Ieri, davanti a quasi 3000 fans urlanti, Sir Paul è tornato su un palco, questa volta al “Southbank Centre” di Londra, dove ha presentato ufficialmente “Lyrics: 1956 to the Present”, in pratica una sorta di autobiografia in chiave musicale, riletta questa volta attraverso la nascita di 154 canzoni più o meno note portate al successo dal Beatle con la faccia da bravo ragazzo. “C’è chi tiene un diario e sfogliandolo ripercorre il proprio passato. Per me questo sono le canzoni, che ho sempre scritto, ovunque fossi. Ogni canzone rappresenta un momento della mia vita”.

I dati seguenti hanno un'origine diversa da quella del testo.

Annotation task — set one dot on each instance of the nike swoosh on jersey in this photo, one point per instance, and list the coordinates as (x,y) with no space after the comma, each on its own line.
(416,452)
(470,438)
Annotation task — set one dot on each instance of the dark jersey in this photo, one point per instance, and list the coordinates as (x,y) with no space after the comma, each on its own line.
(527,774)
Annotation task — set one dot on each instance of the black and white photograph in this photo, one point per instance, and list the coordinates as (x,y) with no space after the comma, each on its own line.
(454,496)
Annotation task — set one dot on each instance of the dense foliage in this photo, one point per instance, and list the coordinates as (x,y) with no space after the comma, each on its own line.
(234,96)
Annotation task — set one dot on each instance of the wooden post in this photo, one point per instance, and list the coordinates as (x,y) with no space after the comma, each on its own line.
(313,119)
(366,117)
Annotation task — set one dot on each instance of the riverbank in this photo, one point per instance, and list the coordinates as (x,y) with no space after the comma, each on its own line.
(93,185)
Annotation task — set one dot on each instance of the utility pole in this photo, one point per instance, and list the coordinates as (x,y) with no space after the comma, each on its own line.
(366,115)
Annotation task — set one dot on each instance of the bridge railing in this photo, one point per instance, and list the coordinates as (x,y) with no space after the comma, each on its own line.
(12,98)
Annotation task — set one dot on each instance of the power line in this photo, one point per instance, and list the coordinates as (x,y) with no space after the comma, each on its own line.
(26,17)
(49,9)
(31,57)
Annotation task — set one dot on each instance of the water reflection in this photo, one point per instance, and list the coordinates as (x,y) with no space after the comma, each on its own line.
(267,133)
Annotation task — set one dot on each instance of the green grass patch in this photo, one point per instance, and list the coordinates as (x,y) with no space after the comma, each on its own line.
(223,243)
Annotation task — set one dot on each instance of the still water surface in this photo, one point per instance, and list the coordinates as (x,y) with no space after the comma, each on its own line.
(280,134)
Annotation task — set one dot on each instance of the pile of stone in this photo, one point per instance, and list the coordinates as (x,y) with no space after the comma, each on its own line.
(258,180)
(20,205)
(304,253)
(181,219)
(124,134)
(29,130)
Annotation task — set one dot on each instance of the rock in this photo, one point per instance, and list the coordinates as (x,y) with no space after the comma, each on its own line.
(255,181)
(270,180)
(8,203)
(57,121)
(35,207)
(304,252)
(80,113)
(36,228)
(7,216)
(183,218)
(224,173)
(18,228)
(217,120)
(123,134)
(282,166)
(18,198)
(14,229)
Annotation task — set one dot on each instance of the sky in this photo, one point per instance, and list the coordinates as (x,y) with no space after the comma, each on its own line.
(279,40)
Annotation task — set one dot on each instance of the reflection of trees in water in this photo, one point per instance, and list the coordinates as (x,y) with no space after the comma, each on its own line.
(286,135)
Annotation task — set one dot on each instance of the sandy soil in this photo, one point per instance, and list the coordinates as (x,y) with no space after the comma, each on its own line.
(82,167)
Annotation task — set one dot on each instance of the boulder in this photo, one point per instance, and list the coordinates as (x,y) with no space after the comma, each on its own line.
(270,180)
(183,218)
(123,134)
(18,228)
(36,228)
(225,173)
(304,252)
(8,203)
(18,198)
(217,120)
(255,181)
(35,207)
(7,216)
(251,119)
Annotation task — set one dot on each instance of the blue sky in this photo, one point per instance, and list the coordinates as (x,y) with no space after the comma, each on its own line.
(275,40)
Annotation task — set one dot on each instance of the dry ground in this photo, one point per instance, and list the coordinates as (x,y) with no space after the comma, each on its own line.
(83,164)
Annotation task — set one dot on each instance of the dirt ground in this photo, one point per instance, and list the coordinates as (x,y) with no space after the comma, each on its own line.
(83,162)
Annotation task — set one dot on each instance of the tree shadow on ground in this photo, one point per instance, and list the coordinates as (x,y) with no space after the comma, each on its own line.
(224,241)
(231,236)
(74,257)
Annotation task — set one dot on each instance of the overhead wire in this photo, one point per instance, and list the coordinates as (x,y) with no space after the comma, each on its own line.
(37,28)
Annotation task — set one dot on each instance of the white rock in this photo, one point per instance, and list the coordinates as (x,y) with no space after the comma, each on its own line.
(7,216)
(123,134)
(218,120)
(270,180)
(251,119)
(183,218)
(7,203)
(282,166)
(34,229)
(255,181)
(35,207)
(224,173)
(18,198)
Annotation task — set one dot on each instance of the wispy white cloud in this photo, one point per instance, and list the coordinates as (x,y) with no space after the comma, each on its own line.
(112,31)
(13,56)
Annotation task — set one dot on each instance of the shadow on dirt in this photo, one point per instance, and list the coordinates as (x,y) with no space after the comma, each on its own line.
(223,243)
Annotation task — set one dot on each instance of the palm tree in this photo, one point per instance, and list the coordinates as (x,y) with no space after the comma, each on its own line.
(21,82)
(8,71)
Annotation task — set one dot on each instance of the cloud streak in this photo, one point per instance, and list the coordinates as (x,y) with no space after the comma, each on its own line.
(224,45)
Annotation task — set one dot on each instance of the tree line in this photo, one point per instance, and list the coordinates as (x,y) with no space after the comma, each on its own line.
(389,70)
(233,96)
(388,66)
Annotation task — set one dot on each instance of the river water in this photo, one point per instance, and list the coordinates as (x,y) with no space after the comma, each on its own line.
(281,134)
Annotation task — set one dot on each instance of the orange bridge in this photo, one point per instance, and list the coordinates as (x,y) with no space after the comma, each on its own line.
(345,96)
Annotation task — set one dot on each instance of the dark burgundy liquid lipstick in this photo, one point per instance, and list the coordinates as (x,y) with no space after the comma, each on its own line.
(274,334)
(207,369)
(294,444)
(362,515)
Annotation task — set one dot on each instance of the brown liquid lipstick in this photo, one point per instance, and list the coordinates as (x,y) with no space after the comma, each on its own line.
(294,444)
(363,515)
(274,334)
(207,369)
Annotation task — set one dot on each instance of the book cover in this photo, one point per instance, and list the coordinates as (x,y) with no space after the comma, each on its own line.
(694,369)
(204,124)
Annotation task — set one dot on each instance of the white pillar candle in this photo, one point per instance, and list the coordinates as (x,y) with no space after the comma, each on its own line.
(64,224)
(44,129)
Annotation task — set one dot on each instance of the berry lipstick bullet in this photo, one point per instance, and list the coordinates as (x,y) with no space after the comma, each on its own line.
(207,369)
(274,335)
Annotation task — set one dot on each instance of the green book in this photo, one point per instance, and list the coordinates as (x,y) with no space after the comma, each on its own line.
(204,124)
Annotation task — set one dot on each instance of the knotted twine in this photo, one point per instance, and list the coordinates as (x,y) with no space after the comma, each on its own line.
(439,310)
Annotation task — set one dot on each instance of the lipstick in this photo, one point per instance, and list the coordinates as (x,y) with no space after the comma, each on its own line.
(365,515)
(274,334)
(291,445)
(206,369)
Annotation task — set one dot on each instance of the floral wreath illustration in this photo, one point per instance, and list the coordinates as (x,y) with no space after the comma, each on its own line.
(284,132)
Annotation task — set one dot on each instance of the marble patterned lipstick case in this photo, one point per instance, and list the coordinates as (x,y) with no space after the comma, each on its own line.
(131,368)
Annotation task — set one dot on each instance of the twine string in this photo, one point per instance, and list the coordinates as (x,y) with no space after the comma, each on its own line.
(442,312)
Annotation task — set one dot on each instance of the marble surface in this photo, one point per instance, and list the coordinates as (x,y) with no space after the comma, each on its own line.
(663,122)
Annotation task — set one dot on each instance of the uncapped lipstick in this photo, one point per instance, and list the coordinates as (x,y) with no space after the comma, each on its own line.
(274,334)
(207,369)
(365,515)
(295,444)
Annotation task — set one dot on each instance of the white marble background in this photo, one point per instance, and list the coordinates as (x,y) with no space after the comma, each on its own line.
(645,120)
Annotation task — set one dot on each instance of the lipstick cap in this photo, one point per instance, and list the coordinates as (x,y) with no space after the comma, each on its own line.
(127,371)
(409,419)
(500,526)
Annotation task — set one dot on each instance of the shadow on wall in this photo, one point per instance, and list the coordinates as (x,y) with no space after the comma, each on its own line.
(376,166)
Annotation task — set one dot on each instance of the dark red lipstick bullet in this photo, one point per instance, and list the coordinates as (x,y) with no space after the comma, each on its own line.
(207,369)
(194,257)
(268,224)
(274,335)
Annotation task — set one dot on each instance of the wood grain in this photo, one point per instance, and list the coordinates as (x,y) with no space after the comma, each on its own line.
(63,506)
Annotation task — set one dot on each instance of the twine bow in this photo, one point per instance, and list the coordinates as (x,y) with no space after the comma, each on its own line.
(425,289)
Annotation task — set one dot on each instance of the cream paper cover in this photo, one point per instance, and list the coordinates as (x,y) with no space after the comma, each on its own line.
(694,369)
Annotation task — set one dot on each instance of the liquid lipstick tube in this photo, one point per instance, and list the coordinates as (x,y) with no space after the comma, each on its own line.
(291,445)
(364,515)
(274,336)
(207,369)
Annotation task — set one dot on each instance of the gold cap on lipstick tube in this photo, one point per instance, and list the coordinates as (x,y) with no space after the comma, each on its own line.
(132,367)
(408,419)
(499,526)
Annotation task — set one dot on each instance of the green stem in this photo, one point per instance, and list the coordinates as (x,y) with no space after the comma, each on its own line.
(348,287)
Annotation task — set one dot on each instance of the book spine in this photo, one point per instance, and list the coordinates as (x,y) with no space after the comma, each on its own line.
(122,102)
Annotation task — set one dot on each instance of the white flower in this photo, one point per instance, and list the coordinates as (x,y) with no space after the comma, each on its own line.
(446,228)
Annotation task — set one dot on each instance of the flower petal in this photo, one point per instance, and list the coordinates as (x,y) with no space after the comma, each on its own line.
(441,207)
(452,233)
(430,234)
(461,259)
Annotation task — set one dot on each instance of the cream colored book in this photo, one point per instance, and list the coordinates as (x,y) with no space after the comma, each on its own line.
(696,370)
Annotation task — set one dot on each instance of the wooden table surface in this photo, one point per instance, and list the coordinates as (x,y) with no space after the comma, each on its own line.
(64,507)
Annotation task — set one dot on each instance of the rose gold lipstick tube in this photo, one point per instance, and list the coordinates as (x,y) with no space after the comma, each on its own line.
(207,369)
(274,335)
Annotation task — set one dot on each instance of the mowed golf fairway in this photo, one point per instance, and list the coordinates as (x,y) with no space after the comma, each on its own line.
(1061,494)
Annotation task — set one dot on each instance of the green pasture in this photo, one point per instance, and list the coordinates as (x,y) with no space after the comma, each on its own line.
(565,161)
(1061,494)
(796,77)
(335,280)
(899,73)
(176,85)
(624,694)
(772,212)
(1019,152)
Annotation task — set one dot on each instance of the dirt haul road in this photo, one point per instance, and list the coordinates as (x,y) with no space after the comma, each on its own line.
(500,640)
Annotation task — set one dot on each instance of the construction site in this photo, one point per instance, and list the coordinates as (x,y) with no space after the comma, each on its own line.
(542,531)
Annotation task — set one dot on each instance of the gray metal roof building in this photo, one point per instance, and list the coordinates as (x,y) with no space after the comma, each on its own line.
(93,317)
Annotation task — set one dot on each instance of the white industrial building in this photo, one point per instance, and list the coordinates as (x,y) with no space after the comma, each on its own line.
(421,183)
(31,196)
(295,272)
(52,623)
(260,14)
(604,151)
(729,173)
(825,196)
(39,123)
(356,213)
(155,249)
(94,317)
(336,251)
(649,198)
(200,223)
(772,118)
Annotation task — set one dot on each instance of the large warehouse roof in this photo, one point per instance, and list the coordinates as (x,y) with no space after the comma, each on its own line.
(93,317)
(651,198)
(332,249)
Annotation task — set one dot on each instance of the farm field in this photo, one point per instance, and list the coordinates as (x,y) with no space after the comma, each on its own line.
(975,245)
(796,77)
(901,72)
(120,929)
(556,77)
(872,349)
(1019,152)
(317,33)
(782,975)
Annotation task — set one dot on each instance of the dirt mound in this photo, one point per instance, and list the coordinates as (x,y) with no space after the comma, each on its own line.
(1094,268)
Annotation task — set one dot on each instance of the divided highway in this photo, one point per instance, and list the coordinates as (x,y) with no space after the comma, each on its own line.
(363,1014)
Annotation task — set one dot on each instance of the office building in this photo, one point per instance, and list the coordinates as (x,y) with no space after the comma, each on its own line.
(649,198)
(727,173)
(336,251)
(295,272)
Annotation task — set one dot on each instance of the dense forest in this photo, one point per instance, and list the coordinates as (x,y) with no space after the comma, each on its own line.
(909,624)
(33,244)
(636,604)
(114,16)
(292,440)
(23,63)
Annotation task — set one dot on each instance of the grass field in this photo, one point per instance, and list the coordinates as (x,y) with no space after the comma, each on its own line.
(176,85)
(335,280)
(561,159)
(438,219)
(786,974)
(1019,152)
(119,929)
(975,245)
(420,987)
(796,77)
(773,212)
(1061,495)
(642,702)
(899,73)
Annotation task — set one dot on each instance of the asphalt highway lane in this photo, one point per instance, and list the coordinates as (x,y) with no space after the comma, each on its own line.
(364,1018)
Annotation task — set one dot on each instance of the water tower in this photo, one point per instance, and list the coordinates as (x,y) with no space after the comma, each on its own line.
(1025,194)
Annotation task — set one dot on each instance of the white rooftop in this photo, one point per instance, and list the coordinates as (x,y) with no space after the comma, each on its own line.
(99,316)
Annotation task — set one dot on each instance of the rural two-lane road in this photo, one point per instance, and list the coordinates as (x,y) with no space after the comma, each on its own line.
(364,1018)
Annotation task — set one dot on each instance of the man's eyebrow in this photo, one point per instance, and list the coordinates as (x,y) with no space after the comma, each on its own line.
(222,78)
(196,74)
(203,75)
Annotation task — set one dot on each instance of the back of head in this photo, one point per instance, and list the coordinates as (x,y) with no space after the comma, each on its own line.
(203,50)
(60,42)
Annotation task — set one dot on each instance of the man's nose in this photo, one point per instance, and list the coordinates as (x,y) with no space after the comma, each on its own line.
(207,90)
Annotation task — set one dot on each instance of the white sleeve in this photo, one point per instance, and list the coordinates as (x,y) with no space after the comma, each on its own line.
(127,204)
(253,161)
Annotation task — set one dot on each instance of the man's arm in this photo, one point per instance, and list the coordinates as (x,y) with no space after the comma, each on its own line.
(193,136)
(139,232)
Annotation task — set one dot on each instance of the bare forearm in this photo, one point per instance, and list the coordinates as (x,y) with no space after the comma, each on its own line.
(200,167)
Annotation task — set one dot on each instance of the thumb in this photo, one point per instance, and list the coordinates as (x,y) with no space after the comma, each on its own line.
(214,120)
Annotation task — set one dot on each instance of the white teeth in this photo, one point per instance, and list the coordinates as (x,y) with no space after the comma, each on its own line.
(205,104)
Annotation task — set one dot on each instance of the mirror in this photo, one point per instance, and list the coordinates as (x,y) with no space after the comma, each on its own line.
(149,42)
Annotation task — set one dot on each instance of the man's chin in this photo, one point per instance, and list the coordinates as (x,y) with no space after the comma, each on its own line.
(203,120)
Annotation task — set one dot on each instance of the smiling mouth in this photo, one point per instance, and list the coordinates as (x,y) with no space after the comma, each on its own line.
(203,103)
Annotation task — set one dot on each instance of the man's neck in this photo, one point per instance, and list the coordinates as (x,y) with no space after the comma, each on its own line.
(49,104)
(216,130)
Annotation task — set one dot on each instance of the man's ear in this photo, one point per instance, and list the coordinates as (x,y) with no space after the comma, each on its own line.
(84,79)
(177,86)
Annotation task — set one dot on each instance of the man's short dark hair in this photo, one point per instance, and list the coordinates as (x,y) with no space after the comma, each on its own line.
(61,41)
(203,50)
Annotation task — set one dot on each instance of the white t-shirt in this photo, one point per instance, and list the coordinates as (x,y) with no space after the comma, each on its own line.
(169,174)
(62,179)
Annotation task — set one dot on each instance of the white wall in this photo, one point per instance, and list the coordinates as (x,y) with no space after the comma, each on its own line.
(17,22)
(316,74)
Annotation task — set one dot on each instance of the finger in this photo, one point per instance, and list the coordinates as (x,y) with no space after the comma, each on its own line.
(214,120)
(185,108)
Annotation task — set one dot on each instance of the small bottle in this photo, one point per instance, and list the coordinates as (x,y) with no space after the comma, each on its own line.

Le chicche, per chi vive ancora di petto il fascino irresistibile della leggenda dei “Fab Four”, i figli della Liverpool operaia che conquistarono il mondo, nel doppio volume pieno di immagini, lettere e foto inedite, non mancano davvero. Si racconta la nascita di capolavori intramontabili come “Hey Jude” e “A hard day’s night”, e di episodi personali, come quando mamma Mamy gli è apparsa in sogno per suggergli “Let it be”.
“Quando l’ho scritta vivevo un periodo di grandi eccessi, bevevo troppo e non solo quello: ero molto agitato. Una notte ho sognato mia mamma che mi rassicurava, mi diceva di stare tranquillo, di lasciare andare le cose… “let it be”. E quando mi sono svegliato avevo il titolo della canzone in testa”.
Più nota, anche se vale sempre sentirla, è la genesi di “Yesterday”: “Non credo nel misticismo o nella magia, ma una notte mi sono come entrati in testa gli accordi di “Yesterday”. Il giorno dopo ho chiesto agli altri se li conoscessero: ero convinto di averla sentita nello studio di registrazione, invece non era cosi”.
Non manca l’incontro passato alla storia con John Lennon, “Siamo cresciuti assieme e abbiamo avuto subito un’incredibile fiducia reciproca. Era come salire le scale sempre spalla a spalla, gli ho voluto un bene dell'anima”. Poi la depressione affrontata quando la storia dei Beatles è arrivata al capolinea e la gioia di veder crescere i propri figli.